TALLAHASSEE — One of the first companies to announce it would pull donations to Florida’s private school voucher program following reports of anti-LGBTQ policies at some of the participating schools reversed course Friday.

Fifth Third Bank issued a statement that after a “comprehensive review” it was “assured that students and their families make the decision as to which schools best fit the individual student’s educational needs. The choice is entirely up to them.”

“As a result of this thorough review and evaluation of the program, we believe that we can continue to support it, while adhering to our core values," the statement said.

The bank also said it requested changes be made by one of the nonprofits that administers the vouchers, AAA. Although Step Up for Students administers the vast majority of the vouchers for low-income students under the program, AAA hands out a small number and accepts corporations’ tax-deductible donations as well.

Fifth Third Bank said that AAA has agreed to “update its program guidelines" to better inform parents about the schools they select for their children to attend, including developing a way for parents to “access school-specific information or policies.”

The nonprofit has also agreed to meet with Fifth Third Bank once a year so the bank can “assess the program.”

Backers of the program from both parties celebrated the reversal as a victory. Since companies began pulling contributions, some supporters said withdrawn donations were a threat to the low-income, mostly minority students who receive the vouchers to attend private schools.

U.S. Sen.
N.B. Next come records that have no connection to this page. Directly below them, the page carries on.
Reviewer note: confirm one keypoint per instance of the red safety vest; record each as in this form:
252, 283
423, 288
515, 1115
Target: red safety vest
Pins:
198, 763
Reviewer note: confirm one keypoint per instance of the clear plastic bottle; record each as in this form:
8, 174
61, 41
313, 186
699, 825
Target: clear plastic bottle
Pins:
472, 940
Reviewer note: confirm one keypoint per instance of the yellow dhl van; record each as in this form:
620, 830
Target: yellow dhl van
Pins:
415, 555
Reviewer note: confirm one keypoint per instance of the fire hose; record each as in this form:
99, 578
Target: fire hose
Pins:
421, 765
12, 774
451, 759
Marco Rubio, who had waded into the debate all the way from Washington D.C. during the impeachment drama to shame Fifth Third Bank for its withdrawal, said Friday that the bank was “putting students and their families above destructive identity politics.”
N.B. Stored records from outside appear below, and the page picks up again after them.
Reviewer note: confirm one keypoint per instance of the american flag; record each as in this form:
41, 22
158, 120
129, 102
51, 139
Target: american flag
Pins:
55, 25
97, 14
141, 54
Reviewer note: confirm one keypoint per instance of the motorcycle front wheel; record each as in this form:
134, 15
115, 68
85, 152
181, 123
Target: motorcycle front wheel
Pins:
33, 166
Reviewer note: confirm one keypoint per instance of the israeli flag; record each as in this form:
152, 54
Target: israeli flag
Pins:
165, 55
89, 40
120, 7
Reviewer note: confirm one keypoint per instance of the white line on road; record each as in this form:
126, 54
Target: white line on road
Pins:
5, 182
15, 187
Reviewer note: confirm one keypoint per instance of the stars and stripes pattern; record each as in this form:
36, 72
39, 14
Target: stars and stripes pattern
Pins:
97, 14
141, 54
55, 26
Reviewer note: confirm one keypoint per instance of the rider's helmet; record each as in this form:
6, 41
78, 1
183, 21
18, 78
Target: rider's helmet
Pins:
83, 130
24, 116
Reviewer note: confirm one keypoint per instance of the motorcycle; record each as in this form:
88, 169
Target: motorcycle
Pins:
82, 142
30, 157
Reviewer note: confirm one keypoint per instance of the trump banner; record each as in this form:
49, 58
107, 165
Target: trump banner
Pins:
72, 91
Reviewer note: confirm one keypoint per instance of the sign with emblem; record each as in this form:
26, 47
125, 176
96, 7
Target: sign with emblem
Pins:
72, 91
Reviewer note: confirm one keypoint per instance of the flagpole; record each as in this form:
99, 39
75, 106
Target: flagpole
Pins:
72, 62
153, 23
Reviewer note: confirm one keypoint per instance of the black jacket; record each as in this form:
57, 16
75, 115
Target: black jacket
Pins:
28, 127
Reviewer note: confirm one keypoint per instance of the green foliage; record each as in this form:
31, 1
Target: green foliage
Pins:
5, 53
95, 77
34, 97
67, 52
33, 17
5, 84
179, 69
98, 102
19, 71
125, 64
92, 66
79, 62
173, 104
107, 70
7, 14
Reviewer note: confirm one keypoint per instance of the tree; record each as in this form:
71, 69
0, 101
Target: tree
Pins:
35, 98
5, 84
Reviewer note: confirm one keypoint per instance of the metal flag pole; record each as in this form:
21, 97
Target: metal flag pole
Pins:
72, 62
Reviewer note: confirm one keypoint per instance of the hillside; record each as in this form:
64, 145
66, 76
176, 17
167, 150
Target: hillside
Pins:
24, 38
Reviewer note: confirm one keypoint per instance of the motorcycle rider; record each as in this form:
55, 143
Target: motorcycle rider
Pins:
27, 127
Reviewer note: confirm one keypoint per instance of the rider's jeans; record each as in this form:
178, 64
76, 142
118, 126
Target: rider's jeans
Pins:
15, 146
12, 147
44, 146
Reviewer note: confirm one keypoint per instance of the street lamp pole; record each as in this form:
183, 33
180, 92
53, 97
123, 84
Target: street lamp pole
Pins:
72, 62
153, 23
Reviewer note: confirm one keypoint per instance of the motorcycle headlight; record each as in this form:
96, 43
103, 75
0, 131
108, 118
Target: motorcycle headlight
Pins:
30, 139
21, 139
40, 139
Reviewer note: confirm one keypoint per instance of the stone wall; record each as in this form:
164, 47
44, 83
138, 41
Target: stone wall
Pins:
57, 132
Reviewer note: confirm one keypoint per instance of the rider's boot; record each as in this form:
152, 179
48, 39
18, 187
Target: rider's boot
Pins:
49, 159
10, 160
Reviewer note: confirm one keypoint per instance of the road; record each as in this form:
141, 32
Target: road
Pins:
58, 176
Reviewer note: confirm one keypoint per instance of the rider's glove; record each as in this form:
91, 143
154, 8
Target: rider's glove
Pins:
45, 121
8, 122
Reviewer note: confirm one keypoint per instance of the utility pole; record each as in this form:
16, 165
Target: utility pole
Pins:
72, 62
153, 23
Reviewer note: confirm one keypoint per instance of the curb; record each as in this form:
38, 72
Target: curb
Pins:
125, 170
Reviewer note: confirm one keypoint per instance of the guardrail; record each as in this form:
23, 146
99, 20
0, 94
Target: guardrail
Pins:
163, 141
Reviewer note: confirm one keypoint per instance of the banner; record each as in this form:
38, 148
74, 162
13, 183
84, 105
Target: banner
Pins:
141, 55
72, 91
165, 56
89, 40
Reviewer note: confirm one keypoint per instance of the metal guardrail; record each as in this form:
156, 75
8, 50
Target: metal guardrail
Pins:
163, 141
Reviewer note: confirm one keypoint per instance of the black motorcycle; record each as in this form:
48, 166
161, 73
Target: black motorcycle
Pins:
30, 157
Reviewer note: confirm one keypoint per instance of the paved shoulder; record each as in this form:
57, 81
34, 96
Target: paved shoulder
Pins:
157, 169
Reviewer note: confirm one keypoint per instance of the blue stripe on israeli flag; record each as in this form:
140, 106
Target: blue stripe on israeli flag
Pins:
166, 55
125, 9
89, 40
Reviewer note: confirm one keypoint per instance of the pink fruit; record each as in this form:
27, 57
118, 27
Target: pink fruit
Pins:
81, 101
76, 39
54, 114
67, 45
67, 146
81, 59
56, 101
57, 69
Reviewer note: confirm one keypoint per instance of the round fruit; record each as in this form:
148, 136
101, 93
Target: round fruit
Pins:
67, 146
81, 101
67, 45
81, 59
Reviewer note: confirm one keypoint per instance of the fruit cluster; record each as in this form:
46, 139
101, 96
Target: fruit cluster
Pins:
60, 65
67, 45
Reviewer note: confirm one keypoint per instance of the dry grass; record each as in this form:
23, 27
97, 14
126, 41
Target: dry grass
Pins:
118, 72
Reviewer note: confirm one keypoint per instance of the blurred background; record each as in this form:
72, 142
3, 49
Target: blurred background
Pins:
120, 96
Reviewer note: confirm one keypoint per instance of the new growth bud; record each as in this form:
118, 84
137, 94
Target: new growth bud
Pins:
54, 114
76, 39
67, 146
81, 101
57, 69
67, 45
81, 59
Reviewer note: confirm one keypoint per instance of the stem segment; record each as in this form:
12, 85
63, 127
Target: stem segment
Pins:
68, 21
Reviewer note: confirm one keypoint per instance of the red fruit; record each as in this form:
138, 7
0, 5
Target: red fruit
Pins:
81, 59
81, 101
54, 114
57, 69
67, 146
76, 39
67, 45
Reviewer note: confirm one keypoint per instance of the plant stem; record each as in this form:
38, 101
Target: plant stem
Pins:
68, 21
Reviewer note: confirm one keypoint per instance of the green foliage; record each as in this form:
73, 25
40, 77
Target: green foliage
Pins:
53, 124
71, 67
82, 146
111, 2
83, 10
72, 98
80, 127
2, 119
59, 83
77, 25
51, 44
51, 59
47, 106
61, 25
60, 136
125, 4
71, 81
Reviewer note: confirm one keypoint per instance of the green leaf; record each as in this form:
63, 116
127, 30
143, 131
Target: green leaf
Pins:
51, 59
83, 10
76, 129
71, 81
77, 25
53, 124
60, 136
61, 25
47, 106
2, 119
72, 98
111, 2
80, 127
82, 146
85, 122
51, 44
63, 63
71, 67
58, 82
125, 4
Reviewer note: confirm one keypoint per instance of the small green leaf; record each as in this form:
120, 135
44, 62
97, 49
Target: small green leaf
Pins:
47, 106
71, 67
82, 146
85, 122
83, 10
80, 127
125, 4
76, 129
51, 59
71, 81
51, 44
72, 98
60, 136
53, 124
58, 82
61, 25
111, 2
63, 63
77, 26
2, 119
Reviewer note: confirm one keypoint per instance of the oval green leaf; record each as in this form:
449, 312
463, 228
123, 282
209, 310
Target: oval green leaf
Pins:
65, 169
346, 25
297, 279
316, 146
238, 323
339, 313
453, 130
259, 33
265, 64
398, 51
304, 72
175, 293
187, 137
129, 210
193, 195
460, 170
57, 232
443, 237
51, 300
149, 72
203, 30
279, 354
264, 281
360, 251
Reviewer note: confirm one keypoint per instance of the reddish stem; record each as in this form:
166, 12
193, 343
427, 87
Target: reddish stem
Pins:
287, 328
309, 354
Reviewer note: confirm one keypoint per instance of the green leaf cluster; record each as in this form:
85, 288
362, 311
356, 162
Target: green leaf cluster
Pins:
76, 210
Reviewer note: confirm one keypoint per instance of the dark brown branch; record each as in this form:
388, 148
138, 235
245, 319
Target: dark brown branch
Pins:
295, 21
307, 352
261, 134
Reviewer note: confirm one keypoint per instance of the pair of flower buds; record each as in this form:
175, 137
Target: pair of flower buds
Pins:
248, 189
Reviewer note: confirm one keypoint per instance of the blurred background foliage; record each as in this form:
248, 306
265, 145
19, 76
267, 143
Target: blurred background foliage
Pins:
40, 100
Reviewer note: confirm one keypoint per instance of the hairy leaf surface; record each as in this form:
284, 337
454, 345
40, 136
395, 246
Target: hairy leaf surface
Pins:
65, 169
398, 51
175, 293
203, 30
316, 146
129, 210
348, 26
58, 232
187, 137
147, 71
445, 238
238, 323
“It shows people can raise their voice and overcome the insane ‘woke’ agenda that drives our politics and culture," he said.

“I want to thank Fifth Third Bank for once again participating in the Florida Tax Credit Scholarship program. Thanks for breaking the school-to-prison pipeline that has left far too many of our low-income black and Hispanic students with bleak futures,” tweeted Rep. Wengay “Newt” Newton, D-St. Petersburg.
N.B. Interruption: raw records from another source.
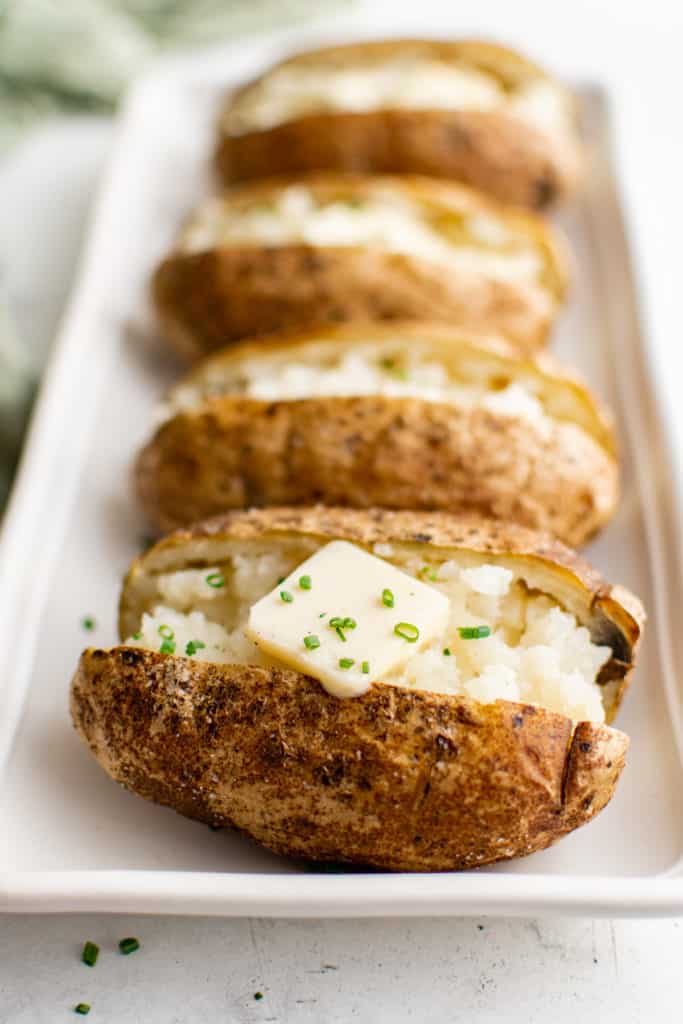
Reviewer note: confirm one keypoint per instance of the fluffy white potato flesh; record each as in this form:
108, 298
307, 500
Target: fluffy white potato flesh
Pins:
503, 639
347, 617
386, 219
399, 83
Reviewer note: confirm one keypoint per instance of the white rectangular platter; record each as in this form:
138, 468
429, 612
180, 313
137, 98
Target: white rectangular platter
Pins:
70, 838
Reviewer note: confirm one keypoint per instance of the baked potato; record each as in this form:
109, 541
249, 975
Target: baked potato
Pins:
413, 416
469, 111
278, 254
489, 748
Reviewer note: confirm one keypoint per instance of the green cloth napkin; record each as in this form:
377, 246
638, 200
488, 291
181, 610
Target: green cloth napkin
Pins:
60, 55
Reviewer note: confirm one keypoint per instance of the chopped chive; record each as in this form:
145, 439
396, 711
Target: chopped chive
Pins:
338, 625
129, 945
193, 646
90, 953
407, 631
474, 632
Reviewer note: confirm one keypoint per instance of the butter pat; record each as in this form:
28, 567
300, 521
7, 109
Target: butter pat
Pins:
341, 583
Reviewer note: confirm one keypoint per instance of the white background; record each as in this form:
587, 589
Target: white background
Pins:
461, 971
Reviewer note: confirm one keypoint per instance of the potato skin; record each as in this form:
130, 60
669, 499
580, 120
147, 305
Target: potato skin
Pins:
398, 779
613, 614
376, 451
208, 299
489, 150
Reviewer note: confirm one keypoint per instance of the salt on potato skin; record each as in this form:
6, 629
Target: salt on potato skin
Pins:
398, 778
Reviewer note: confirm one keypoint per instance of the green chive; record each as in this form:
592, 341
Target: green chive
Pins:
129, 945
407, 631
474, 632
90, 953
193, 646
336, 624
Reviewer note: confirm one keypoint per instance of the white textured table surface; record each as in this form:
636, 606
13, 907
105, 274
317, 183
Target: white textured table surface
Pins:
457, 971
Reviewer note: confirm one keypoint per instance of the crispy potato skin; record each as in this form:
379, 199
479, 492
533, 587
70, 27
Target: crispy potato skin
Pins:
493, 151
376, 451
442, 343
489, 150
208, 299
616, 617
398, 779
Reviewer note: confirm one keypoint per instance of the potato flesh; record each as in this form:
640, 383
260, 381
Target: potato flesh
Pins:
354, 372
536, 653
385, 219
400, 83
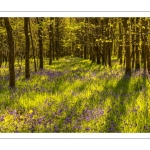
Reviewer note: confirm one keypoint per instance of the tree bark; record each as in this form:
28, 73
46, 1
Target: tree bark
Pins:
11, 52
27, 49
35, 67
39, 20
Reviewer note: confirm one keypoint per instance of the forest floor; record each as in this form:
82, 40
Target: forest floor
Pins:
75, 95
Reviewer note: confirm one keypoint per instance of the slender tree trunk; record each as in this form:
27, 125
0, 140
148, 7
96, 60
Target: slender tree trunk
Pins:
40, 41
35, 68
50, 42
137, 51
127, 26
11, 52
27, 63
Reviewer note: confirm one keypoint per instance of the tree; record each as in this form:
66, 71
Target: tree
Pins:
11, 52
39, 21
35, 68
27, 63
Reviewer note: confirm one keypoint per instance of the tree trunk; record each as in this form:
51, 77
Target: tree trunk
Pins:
11, 52
40, 41
35, 68
137, 51
27, 63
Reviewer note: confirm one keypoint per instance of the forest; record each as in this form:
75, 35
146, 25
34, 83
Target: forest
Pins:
74, 75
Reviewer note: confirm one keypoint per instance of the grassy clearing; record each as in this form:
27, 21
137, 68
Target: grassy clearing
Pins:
75, 95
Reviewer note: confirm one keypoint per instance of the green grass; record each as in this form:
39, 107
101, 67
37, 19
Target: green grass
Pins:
75, 95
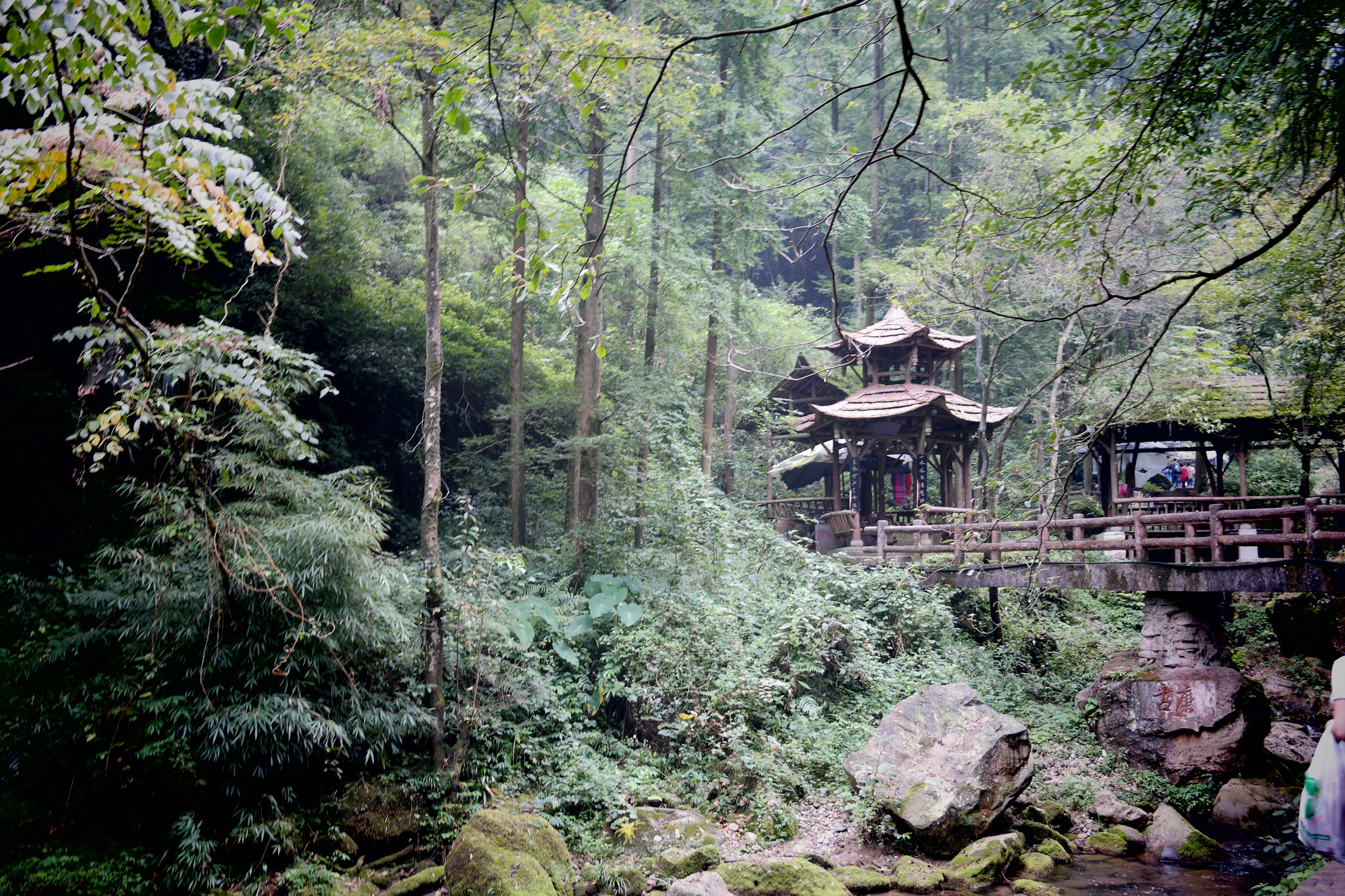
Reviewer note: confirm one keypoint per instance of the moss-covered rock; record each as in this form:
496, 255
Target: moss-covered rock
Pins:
1029, 887
1109, 844
1037, 833
985, 861
417, 883
1037, 866
1052, 814
1172, 837
914, 876
504, 853
863, 880
380, 816
1134, 840
1058, 853
779, 878
649, 829
680, 863
1199, 850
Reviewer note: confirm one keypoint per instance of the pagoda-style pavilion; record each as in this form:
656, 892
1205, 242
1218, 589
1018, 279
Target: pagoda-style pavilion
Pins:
910, 413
READ MORE: Can this lawmaker broker the peace in Florida’s anti-LGBTQ school voucher fight?

Fifth Third Bank, which is based in Ohio, was the first of a recent batch of companies that pulled their donations from the Florida Tax Credit Scholarship program. The participating companies make the contributions in lieu of some of their taxes that would otherwise go to the state.

An Orlando Sentinel investigation found 83 of the religious private schools that accept the vouchers have policies that explicitly bar LGBTQ students from attending.

That news prompted the companies to withdraw their support, and also sparked what has become a fast-moving controversy that has exposed rifts based on politics, identity and race.

Friday’s announcement raises the question of whether Fifth Third Bank’s reversal will prompt other companies, some of which support local Pride parades, to also follow suit.

Two progressive Democrats from Orlando, both of whom are known for their advocacy of equal rights, said that the bank’s reversal doesn’t change their efforts to make sure the program has concrete protections against discrimination.

“Unfortunately under current law, the state of Florida cannot guarantee that a child or family won’t face discrimination for being LGBTQ via our school choice programs," said Rep. Anna Eskamani. “And that’s why a change of state policy is necessary, and that’s why we’re actively discussing the issue with Step Up for Students and the Department of Education."

She filed a bill to prohibit voucher schools from discriminating, which hasn’t been heard. Opponents have said it’s unconstitutional because it violates private schools’ religious liberty.

Rep. Carlos Guillermo Smith said more needs to be done.

“It has become clear that companies are being given private assurances that change is happening,” he said. “We need to continue to work together to ensure those changes actually materialize so we can ensure voucher-funded private schools are open to all students.”